Nicolae Enciu: After Great Union of 1918, Bessarabia witnessed significant progress


After the Great Union of 1918, Bessarabia saw significant economic, cultural and sociopolitical progress, doctor of history Nicolae Enciu stated in a public debate hosted by IPN. According to the historian, after the Great Union, the people from Bessarabia were given the possibility of taking part in the election of the representative bodies, the principle of political multipartitism being also ensured. The situation changed suddenly after Bessarabia was taken over by the Soviet Union following a secret agreement reached by Stalin and Hitler in 1940.

According to Nicolae Enciu, the 22 years during which Bessarabia had been part of the Romanian state represented a period of glory and economic, social, cultural and political progress, with a number of reforms, including the agrarian and electoral ones, being started. During 22 years, Bessarabia had been protected from the red terror, deportations and famine that were witnessed after the Soviets occupied this territory.

The historian noted that the year 1940 was marked by the Soviet ultimatum that led to the concession of Bessarabia by Romania. The odious Ribbentrop-Molotov Pact contained an additional secret protocol by which the USSR and Nazi Germany divided the spheres of influence, from the UK up to the Black Sea. Article 3 mentioned the interest of the Soviet side in Bessarabia and the political disinterest of Germany in southeastern Europe.

“In 1940, as a result of agreements between Stalin’s Soviet Union and Hitler’s Nazi Germany, Bessarabia was given to the Soviet Union. It wasn’t the choice of the population living here. It was a division between two dictatorial states. A military aggression by the USSR against Romania was staged in 1940. It was shown that the USSR had sufficient troops on the border with Romania to materialize what was stipulated in the secret part of the Ribbentrop-Molotov Pact. The ideology of Bolsheviks was and remains inhuman as it does not recognize the right to existence of all the people who live in the given area. Those who didn’t have a place in the society imagined by Marx, Engels, Lenin, Stalin were simply exterminated and deported, as it happened during the first year of Soviet occupation, in June 1941,” explained the historian.
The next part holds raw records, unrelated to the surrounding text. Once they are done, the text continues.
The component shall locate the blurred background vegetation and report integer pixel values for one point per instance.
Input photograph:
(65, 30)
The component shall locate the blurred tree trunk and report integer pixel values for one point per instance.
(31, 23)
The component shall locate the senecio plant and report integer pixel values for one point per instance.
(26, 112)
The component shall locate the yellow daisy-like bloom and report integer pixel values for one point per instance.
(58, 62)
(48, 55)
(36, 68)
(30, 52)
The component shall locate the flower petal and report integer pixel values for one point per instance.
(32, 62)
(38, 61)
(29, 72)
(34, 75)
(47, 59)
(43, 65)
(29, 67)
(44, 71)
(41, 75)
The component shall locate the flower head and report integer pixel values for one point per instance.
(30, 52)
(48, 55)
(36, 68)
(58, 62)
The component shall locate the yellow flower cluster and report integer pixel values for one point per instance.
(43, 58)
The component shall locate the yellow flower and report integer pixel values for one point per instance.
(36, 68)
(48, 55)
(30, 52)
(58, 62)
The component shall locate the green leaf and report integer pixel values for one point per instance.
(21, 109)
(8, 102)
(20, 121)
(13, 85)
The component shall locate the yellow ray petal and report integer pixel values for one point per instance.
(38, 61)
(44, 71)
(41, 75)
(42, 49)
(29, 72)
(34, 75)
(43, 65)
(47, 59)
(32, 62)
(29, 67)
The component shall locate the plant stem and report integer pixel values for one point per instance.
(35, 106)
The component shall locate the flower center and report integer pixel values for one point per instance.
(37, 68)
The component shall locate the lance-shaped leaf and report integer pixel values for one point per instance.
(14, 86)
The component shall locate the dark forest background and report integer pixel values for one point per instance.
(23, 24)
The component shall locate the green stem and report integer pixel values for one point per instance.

After Bessarabia and Northern Bukovina were occupied by the Soviets, the native population started to be persecuted. During the first wave of deportations that started on the night of June 13, 1941, tens of thousands of families were taken by force by trains to Siberia and Kazakhstan. Those who formed part of a party in interwar Romania were deported or exterminated. The so-called landlords, police officers and officers of the tsarist army who livered here, officers of the Romanian army, traders, mayors were also deported. The Soviets resorted to nationalization and this generated discontent among the population. Romania was then in a very difficult conjuncture and decided to concede Bessarabia and Northern Bukovina to the Soviet Union, related Nicolae Enciu.

The debate titled “The Bessarabians’ civilizational drama of 1940-1941” was the fifth installment of the series “Impact of the Past on Confidence and Peace Building Processes”. The project is supported by the Hanns Seidel Foundation.